Though the former Canadian under-19 champion Reta has, as noted, excelled throughout her varsity career, her season-long play has definitely been on a different level than anything that preceded it. She had spent the fall semester of her junior year studying in Australia as part of a special exchange program and, by her own admission, was not in optimal condition when she returned for the January and February portion of that year. Chastened by that experience, and mindful of the importance of a stellar senior season to her overall college career, Reta embarked on a determined training regimen this past summer in Ottawa under the supervision of her home club's head pro Heather Wallace, a stand-out player on the women's circuit during the 1980's.

The impact of those hard sessions on her success this past winter cannot be over-stated, as both her game and her confidence level have benefited significantly from the exceptional fitness level she has had to draw upon all season. Reta has always possessed praiseworthy stroke production and shot-making ability, and now these traits are complemented by a level of stamina that often wears down her opponents and causes them to eventually give up open balls for Reta's racquet skills to exploit.

Repetto, by contrast, entered this fall in sub-par condition after a relaxing summer, but his conditioning base has grown considerably as the season has progressed. It was never more apparent, or more necessary, than in the closing stretches of his five-game victory Sunday afternoon over Dartmouth sophomore stand-out Ryan Donegan, whose win earlier this season over Yale superstar Julian Illingworth temporarily earned him the No. 2 (behind Princeton's Yasser El-Halaby) in-season individual ranking a few
weeks ago.

The Donegan-Repetto match was a war that lasted well over an
hour, and Repetto's staying power enabled him to draw away in the fifth game and
thereby punctuate the fine win he had generated just one day earlier in the
Penn-Harvard match, when he defeated the Crimson's fine Caribbean star James
Bullock.

Repetto's win also gave the overall team meet victory to Penn, five
matches to four, which brought the Quakers to the No. 7 team ranking, a
tribute to both Repetto and Coach Craig Thorpe-Clark, who in his four
seasons at the Penn helm has gradually raised its standing nine full notches above
the lowly No. 16 standing to which it had sunk before Thorpe-Clark took over
after several years heading the Vassar program.

Though Reta was joined by Nos. 2 and 3 players Daphna Wegner and Linda
McNair respectively as winners over their Harvard counterparts, it wasn't
enough to counter-balance the far-superior depth of the defending Ivy League
champion Crimson line-up, which accounted for a sweep of the Nos. 4-9
positions and a 6-3 overall team victory. The Lady Quakers also lost 5-4 to
Dartmouth, whom however they are scheduled to face in the opening
quarter-final round of the Howe Cup in New Haven this weekend.

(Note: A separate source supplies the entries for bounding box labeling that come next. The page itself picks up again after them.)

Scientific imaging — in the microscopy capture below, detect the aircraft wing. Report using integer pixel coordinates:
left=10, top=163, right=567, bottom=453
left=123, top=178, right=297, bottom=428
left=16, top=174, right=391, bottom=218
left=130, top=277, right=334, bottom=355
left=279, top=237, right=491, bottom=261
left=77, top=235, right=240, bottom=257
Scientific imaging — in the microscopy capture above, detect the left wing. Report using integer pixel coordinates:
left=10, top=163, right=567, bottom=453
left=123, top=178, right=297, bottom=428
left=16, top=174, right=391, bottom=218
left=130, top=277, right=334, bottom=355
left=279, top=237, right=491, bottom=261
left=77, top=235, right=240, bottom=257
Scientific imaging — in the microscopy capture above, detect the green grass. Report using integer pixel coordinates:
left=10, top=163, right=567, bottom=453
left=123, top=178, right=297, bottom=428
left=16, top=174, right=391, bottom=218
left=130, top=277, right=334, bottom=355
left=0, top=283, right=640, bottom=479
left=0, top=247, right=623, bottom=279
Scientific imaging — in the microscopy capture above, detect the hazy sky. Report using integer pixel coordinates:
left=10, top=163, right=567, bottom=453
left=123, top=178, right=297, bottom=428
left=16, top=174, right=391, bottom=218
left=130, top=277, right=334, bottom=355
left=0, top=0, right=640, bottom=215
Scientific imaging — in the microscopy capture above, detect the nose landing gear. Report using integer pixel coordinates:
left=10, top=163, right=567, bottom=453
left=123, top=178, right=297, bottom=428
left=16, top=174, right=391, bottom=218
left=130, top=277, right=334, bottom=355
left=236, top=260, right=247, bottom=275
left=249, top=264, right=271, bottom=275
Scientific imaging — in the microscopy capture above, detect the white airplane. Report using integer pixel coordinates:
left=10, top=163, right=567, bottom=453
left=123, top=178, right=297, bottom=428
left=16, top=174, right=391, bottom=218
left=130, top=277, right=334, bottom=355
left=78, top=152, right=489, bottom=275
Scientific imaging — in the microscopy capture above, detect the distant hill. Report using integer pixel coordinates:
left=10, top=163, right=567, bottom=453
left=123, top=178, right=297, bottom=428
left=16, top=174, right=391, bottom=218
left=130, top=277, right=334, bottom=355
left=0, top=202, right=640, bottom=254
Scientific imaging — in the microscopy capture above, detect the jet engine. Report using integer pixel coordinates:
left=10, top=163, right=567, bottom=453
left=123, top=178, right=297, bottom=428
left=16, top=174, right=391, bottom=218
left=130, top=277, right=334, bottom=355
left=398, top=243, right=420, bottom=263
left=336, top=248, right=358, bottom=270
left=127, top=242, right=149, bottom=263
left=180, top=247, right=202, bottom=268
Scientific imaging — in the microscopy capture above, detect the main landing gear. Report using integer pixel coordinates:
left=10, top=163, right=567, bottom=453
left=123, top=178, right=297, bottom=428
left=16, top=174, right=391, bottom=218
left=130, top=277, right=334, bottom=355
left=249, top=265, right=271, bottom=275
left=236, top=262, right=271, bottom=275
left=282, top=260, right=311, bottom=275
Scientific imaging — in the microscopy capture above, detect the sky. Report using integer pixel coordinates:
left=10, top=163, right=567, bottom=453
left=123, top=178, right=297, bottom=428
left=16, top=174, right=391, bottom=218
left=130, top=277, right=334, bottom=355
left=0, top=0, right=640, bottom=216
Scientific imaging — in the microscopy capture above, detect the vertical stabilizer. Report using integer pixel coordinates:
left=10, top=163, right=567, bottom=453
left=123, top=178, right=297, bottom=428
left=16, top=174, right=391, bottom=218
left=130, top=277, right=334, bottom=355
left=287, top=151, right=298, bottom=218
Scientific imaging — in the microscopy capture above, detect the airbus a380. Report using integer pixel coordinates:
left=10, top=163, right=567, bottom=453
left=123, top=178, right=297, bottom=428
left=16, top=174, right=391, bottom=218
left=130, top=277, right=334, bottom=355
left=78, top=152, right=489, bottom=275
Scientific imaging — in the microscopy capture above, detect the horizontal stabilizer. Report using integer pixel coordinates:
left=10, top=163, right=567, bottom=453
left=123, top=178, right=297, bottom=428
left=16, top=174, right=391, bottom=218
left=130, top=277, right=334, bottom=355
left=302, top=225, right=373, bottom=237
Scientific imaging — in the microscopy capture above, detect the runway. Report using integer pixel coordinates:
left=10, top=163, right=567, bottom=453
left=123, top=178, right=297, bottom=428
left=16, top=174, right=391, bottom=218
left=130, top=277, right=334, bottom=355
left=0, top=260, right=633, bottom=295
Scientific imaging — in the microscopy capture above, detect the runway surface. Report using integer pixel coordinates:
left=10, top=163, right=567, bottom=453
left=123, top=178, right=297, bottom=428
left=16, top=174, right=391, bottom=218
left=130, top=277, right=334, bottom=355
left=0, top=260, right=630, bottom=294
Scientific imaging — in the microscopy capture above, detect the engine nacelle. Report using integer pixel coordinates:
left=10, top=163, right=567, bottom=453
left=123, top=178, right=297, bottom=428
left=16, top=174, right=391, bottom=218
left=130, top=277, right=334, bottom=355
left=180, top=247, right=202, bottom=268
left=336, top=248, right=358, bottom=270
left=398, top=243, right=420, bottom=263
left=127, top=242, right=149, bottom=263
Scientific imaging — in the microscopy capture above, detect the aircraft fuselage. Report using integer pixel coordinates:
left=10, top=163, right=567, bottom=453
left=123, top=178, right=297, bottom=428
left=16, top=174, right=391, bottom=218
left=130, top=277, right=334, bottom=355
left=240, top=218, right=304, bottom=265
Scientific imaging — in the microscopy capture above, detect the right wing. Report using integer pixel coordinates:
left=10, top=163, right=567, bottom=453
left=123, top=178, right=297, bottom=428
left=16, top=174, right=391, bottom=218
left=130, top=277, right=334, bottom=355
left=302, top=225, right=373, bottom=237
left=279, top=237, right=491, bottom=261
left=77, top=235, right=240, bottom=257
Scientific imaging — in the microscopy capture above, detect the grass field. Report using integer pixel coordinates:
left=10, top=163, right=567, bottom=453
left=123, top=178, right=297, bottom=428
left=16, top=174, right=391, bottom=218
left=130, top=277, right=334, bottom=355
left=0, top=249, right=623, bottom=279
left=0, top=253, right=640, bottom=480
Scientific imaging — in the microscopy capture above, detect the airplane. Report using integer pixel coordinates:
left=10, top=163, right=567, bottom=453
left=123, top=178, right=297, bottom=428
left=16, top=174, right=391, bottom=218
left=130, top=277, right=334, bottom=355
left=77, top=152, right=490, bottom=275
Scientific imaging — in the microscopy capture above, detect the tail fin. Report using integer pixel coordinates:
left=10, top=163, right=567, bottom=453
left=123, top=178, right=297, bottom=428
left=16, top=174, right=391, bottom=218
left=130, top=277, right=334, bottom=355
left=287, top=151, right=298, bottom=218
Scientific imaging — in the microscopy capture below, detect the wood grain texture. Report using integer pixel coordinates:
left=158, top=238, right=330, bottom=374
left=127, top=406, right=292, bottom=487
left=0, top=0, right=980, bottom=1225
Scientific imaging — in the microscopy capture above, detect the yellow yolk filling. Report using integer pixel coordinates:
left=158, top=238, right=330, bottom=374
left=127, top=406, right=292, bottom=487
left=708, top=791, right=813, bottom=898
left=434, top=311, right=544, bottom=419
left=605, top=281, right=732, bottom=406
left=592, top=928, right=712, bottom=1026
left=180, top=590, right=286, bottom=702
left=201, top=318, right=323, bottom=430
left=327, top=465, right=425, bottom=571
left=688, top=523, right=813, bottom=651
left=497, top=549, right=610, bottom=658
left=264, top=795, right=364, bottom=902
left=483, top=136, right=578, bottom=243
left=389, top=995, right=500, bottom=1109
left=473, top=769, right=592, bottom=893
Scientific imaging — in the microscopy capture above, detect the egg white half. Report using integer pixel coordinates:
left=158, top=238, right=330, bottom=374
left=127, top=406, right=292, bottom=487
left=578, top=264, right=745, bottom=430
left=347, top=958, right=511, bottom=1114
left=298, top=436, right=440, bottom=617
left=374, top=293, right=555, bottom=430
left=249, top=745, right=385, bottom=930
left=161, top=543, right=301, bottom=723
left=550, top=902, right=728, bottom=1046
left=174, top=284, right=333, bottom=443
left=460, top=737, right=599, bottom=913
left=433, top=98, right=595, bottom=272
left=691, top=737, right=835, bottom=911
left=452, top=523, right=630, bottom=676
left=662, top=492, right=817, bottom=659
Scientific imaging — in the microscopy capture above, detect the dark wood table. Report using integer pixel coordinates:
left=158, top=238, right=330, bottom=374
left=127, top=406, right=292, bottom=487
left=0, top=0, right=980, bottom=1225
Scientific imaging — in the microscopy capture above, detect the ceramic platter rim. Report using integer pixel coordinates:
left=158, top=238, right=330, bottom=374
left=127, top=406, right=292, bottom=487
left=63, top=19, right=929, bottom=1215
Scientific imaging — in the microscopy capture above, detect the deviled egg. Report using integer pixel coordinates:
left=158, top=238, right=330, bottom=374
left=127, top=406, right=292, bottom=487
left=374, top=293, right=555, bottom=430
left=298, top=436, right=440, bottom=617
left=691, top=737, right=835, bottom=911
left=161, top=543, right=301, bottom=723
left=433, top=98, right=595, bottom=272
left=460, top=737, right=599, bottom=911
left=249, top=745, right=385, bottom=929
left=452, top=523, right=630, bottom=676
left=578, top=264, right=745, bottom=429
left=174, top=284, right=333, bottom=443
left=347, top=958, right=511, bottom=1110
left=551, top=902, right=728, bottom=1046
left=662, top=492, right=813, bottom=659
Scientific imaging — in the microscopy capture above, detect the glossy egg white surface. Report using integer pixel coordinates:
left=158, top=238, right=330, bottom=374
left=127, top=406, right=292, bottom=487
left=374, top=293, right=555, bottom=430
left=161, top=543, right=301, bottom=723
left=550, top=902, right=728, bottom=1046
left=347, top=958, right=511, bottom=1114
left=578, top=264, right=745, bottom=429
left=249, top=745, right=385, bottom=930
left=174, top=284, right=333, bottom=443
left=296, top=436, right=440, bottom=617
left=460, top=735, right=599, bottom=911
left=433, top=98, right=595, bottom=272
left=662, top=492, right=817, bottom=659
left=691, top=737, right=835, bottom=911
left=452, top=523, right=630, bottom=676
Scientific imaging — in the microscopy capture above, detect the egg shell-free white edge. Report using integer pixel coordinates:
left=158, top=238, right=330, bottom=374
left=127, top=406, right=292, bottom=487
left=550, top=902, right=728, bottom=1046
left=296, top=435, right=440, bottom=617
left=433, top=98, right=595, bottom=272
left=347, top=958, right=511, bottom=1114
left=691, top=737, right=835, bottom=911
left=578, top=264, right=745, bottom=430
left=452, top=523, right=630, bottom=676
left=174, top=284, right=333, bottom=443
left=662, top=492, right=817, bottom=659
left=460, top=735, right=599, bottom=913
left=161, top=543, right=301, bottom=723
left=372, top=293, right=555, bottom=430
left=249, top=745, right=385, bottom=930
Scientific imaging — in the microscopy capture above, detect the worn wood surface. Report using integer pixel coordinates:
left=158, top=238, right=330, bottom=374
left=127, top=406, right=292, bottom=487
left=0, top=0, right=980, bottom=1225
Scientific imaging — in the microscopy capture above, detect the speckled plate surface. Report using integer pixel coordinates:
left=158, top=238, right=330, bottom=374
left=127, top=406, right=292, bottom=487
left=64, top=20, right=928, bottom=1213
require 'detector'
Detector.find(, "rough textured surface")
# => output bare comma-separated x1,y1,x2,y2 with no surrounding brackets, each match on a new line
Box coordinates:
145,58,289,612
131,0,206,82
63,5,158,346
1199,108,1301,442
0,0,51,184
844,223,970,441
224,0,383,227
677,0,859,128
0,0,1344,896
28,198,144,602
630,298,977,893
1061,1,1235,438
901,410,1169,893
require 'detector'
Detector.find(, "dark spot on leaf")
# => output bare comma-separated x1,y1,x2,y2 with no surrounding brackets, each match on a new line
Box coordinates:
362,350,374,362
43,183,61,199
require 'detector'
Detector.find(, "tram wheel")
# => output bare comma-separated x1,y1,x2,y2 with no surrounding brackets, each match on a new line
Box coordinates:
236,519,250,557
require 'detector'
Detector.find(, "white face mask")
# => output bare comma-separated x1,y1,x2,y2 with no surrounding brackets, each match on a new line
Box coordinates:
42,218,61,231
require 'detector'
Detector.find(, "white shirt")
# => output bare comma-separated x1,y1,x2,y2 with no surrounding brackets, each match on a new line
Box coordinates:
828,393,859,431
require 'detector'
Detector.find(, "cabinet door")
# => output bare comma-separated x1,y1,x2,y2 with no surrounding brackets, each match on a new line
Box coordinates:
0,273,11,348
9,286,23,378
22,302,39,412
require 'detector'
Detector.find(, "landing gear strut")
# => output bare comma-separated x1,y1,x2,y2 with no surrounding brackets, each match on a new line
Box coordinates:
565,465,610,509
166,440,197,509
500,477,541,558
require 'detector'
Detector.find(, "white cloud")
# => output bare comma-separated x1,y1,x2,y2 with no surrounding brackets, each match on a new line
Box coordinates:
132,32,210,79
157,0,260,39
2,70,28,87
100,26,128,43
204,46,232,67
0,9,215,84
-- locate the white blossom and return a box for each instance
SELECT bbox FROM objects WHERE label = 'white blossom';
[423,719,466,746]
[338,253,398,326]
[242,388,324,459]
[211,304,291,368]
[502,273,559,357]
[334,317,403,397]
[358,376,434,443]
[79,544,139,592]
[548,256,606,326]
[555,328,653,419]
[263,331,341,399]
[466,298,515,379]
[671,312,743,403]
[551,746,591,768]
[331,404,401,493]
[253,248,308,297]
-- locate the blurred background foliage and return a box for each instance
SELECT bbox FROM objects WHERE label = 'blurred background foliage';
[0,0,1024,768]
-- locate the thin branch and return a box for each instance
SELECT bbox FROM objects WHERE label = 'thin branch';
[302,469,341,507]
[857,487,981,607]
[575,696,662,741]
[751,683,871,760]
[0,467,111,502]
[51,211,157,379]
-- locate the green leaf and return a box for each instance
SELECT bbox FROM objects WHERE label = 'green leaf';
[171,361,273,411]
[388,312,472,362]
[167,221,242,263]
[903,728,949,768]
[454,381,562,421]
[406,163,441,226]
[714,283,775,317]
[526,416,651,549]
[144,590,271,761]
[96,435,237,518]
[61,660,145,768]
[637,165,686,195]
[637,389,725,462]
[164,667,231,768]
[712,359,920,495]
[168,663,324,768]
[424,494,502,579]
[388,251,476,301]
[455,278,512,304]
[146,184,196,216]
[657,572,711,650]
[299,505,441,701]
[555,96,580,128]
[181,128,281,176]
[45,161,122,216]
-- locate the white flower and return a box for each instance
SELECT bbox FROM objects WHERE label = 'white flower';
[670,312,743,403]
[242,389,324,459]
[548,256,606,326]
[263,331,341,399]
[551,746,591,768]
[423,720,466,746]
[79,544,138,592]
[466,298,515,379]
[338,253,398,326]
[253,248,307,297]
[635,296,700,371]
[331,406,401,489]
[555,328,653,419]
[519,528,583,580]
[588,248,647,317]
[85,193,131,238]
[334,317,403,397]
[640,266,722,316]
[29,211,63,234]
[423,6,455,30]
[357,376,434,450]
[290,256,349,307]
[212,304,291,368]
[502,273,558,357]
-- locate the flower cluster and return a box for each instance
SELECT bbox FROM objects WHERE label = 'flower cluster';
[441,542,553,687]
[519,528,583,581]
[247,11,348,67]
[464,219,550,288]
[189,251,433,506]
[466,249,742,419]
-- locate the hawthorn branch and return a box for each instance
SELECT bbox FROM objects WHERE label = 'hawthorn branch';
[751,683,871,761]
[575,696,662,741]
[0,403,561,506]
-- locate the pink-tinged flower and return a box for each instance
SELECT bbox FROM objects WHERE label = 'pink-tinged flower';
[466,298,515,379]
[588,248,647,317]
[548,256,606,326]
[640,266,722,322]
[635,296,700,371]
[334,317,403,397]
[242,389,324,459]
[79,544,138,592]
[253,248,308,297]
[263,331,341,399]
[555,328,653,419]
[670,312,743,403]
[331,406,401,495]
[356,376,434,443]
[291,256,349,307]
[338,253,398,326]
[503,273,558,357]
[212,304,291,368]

Both the men's and women's programs at Penn have great traditions but both have been in rebuilding modes in recent years; no fewer than seven of the top nine women
in the championship 2000 season graduated that spring, leaving the cupboard
almost bare when current head coach Jim Martel took over in the fall of 2001, and as mentioned the men's program was in a sorry state by the end of the 1990's. But coaches Martel and Thorpe-Clark have both gotten their respective teams on the ascent at present and this undertaking has in both cases been powerfully fueled by the exploits of their R & R stars Reta and Repetto.